I could tell you many stories about how naive a traveller I was.
After I tell people that I took my tent and sleeping bag because I had less than £550 after I’d paid for my flights, they laugh.
When I tell them that I also took my bulky art school portfolio with me (and not a camping mattress), they are normally in stitches.
Yes, I did sleep across my open portfolio, and yes, it was very, very cold.
I was a solo traveller with an art portfolio because when I was in my final year at art school I had been nominated for a Carnegie travel scholarship. There were 5 nominees, and we all had to write an essay saying where we wanted to go and why.
My creative work was always about putting contemporary art into the community unannounced, and in unexpected ways. I really wanted to try this in a non-western and isolated community. I wanted to see if art made sense there, or the same sense there, or if it was just so bolstered by Westernness that it would be meaningless. I picked Greenland because I was drawn to its landscape. I knew almost nothing about its creative culture, but as an artist I’d dug up fields with a digger, floated prisms of art down rivers, placed sculptures in the sea and burned rings into hillsides (I understand and protect the environment better now). I hungered for the combination of a dramatic, unfamiliar landscape and a culture unconditioned by modern art.
During my time there I put on an exhibition of 32 Scottish artworks. It all arrived by post and I diligently set it up and photographed it in various community settings.
The English teaching happened because a very kind woman grew increasingly worried about me in my tent, and kindly offered a bed in her home. When I first arrived they were eating reindeer heart, which I devoured too, because I was at this point very weary of baked beans. I’m not sure if she intended me to stay for just the night, but as I repaid her by at first teaching her daughter English and drawing, then a good handful of the village children, who soon followed me around on a daily basis and truly loved all the art I was sharing with them. In exchange, they shared their paths through their local landscape and I saw it through their eyes.
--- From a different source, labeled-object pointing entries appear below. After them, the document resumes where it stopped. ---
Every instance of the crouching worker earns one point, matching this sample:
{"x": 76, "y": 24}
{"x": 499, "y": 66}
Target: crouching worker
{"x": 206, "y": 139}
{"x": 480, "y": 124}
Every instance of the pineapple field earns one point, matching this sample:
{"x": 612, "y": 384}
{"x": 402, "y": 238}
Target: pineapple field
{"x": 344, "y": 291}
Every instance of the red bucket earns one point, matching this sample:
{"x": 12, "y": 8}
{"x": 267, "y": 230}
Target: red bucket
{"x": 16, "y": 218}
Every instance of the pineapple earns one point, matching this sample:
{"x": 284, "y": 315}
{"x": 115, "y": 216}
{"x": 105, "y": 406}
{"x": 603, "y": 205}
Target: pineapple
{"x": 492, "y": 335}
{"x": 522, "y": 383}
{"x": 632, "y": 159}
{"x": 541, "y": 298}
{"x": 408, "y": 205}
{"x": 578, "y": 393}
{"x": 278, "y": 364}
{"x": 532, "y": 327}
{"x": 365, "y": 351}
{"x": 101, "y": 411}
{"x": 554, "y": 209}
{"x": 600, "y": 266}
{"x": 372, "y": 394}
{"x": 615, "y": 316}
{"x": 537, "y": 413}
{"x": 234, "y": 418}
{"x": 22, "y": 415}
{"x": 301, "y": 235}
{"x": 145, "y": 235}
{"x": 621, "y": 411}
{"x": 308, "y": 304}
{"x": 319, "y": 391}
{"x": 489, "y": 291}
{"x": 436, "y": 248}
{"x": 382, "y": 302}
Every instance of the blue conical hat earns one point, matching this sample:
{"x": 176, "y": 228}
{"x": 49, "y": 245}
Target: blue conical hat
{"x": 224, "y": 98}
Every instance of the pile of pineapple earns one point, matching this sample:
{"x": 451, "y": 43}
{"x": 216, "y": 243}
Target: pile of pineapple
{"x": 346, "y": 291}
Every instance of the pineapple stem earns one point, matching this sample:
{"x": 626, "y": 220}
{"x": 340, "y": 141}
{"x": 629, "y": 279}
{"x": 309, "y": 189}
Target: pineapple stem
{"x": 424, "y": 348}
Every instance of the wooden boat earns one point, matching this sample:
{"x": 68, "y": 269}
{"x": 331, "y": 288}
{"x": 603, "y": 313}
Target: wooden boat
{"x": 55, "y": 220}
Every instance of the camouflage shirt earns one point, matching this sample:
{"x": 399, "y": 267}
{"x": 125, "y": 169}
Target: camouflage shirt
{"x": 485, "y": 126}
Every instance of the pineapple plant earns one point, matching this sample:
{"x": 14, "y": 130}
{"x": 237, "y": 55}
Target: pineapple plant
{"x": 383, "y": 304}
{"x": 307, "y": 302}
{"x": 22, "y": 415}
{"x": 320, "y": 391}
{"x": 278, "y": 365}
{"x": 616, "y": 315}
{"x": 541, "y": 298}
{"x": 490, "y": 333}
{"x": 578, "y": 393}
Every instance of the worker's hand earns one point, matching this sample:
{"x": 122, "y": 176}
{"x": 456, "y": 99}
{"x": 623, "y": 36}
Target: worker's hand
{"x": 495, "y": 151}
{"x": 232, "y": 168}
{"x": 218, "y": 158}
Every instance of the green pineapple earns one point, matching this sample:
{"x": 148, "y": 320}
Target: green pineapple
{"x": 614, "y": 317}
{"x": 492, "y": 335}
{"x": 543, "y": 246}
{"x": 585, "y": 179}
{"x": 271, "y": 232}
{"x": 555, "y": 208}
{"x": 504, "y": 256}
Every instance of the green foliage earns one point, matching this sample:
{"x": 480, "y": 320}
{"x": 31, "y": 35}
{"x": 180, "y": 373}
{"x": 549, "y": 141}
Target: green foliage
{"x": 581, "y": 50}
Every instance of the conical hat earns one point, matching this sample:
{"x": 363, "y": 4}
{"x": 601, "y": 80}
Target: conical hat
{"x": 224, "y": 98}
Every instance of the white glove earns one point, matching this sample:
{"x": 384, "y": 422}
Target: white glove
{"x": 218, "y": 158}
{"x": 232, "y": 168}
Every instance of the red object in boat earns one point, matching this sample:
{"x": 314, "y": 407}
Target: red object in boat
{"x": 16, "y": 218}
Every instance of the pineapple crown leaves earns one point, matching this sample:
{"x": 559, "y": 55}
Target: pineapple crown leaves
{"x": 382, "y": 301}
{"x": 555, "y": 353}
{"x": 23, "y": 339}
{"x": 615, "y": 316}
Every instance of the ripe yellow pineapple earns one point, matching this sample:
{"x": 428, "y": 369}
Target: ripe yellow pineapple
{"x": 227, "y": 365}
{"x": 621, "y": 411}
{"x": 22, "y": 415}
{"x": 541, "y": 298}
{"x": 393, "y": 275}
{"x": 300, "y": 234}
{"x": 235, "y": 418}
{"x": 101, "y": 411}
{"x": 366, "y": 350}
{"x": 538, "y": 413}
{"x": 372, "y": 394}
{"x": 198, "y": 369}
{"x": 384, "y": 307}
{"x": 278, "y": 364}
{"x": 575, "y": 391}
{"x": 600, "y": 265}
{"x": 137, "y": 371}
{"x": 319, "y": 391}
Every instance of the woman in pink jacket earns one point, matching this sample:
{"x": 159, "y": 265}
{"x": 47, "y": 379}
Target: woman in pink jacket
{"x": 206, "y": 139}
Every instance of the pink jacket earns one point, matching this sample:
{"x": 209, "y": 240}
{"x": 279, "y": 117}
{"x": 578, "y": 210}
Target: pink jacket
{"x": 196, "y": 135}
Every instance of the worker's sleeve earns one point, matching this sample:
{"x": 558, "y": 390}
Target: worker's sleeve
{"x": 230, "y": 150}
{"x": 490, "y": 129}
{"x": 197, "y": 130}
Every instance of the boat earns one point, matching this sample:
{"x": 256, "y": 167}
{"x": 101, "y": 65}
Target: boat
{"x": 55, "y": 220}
I didn’t go home with many great art conclusions other than the artworks looked as wonderful there as anywhere. Some of it didn’t translate. Some of it enchanted. I went home humbled by kindness, by open-hearted children, and by the northern lights I often stood under, for the 3 minutes I could bear before it got too cold.
I went home as an initiated traveller who will always help someone on their mission. I’ve taken in many strangers to repay my host’s generosity. I truly regret not staying in touch with the family I shared no common language with. (I sent cards for a few years, but tailed off).
I’ll add images to this article next time I’m in my loft. All the photos are up there somewhere.
Dortiit, my creative beauty, if you somehow ever get to read this, I have never forgotten you.